O DIÁRIO DE UM ANO RUIM
Três histórias paralelas fazem uma violenta crítica ao governo de George W. Bush

À ESPERA DOS BÁRBAROS
Com métodos truculentos, coronel chega a um vilarejo para investigar possível rebelião dos moradores

 

TRECHO DE "VERÃO"

22 de agosto de 1972

No Sunday Times de ontem, uma reportagem de Francistown, em Botswana. Em algum momento da semana passada, no meio da noite, um carro, modelo americano, branco, foi até uma casa numa área residencial. Homens com gorros balaclava saltaram, arrombaram aos chutes a porta de entrada e começaram a atirar. Quando cansaram de atirar, tocaram fogo à casa e foram embora. Das brasas, os vizinhos retiraram sete corpos calcinados: dois homens, três mulheres, duas crianças.
Os assassinos pareciam ser negros, mas um dos vizinhos ouviu que falavam africânder entre eles e estava convencido de que eram brancos pintados de preto.

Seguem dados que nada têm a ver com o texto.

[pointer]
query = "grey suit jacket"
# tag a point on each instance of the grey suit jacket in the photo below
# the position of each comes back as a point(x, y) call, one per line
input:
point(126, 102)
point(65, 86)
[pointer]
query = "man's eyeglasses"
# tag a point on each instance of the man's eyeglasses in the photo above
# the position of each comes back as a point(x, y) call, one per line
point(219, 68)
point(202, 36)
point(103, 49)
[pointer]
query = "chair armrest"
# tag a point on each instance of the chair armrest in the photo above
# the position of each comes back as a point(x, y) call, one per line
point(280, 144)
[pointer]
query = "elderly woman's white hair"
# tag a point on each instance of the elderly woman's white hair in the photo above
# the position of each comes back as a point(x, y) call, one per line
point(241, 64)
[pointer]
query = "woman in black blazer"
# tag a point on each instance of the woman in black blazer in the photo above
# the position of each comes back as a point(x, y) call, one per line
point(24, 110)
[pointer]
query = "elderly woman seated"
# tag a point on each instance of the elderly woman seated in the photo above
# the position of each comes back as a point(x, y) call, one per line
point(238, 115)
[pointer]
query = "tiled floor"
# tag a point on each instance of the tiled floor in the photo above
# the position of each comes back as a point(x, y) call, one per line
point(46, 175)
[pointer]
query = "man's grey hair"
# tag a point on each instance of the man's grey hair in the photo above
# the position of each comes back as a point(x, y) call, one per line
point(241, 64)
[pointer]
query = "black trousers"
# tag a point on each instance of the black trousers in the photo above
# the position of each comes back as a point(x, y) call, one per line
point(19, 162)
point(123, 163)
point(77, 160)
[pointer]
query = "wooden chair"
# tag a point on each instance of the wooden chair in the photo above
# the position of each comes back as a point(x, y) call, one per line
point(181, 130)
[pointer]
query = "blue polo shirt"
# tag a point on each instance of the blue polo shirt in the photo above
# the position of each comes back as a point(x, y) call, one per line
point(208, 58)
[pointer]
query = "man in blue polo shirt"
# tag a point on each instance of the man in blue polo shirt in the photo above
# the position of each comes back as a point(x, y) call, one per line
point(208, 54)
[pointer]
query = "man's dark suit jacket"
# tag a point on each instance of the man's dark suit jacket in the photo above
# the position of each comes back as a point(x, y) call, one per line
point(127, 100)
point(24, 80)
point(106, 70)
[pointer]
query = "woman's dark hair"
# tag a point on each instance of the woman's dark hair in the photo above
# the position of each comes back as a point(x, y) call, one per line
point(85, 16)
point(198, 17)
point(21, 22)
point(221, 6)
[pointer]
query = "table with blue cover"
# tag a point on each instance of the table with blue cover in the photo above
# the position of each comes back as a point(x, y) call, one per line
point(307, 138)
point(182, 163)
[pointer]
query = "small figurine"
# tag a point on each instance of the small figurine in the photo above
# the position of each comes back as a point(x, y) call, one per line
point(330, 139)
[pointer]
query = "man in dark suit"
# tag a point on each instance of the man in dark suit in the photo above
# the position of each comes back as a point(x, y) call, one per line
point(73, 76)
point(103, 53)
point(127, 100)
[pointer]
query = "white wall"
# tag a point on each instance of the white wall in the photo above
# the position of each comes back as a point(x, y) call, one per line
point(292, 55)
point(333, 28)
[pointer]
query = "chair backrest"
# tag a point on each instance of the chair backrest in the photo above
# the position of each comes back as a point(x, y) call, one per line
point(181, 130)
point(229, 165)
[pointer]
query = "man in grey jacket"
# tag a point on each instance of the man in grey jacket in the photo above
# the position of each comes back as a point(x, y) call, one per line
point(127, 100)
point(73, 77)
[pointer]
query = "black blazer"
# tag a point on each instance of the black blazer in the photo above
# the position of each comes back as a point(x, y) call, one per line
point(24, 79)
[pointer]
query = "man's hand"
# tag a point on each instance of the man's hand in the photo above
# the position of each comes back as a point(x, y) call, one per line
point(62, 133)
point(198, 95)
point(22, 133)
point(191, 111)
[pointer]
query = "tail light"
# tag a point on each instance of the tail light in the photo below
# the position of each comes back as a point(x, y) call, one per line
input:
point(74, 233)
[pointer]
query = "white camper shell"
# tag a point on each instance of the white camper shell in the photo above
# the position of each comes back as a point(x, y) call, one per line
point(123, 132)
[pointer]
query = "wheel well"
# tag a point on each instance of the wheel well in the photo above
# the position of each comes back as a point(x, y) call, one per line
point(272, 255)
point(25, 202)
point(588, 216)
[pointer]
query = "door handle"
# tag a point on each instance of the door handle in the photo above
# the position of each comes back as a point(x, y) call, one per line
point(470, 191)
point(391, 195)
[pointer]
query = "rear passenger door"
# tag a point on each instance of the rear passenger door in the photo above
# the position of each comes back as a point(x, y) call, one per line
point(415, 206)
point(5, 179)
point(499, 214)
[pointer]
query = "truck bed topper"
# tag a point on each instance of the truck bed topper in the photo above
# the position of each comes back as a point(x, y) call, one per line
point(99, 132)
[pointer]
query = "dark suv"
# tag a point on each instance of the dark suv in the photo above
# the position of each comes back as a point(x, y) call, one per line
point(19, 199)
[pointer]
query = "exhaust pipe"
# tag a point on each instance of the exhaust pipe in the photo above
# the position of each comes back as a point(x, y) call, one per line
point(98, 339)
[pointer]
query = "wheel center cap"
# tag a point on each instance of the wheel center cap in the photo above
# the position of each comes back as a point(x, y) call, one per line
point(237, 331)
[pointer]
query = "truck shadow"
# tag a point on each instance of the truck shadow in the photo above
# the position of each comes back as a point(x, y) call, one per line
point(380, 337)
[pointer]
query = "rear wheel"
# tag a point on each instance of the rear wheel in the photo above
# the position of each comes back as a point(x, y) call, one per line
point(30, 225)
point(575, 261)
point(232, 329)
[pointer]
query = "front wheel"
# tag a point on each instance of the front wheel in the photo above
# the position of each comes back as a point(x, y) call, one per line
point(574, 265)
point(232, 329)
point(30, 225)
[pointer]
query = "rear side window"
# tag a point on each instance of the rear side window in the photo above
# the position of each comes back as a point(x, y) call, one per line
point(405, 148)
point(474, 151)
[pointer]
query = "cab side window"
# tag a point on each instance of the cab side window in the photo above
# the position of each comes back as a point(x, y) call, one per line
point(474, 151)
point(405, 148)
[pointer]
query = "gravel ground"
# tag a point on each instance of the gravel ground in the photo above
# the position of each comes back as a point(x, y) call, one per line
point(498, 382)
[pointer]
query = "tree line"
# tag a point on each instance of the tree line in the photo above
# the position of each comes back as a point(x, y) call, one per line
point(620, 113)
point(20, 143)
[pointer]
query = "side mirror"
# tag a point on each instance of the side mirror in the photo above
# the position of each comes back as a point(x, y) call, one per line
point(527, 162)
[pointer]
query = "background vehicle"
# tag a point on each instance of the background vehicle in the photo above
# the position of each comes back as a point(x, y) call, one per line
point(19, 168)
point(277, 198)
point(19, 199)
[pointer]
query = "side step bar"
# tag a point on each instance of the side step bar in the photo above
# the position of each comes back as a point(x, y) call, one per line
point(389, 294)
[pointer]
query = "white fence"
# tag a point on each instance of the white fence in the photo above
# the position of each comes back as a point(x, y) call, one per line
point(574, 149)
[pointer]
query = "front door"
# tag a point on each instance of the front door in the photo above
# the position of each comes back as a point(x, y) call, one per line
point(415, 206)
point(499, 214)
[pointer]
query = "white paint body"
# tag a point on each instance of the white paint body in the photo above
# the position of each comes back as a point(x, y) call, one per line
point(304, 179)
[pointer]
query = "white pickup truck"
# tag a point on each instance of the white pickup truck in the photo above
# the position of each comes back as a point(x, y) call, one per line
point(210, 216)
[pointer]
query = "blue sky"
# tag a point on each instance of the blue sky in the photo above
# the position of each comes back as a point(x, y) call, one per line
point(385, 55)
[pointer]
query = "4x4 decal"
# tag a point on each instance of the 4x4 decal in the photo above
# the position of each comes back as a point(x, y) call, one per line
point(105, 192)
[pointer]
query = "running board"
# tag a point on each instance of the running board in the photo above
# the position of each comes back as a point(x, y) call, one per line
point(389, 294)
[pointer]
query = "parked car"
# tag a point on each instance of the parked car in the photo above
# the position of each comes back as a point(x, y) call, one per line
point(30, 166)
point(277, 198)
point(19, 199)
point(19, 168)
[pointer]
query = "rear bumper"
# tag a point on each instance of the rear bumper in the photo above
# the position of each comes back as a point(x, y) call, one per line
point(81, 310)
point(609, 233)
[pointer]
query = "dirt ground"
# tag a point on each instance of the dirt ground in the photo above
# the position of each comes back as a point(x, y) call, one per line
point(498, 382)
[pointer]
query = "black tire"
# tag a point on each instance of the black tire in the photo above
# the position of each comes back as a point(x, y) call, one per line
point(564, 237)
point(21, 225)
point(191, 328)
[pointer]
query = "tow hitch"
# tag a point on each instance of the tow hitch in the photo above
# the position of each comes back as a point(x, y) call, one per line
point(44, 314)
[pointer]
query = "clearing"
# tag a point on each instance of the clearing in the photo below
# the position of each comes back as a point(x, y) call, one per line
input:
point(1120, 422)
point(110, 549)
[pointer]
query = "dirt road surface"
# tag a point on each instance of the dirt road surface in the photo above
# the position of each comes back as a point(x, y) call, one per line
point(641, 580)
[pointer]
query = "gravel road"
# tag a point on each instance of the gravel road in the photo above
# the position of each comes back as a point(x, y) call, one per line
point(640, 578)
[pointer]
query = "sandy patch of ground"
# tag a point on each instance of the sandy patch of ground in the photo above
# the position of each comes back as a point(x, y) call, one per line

Os mortos eram sul-africanos, refugiados que tinham mudado para a casa poucas semanas antes. Consultado, o ministro das Relações Exteriores sul-africano, por intermédio de um porta-voz, qualificou a reportagem de
“sem comprovação”. Serão realizadas investigações, diz ele, para determinar se os mortos eram de fato cidadãos sul-africanos. Quanto aos militares, uma fonte não identificada nega que a Força de Defesa sul-africana tenha qualquer coisa a ver com o assunto. Os assassinatos são provavelmente uma questão interna do Congresso Nacional Africano, sugere ele, que revela as “tensões existentes” entre facções.
Assim vão se sucedendo, semana após semana, essas histórias de países limítrofes, assassinatos seguidos de débeis negativas. Ele lê as reportagens e sente-se conspurcado. Então foi para isso que voltou? Porém onde no mundo alguém pode se esconder sem se sentir conspurcado? Será que se sentiria mais limpo nas neves da Suécia, lendo a distância sobre seu povo e suas últimas travessuras?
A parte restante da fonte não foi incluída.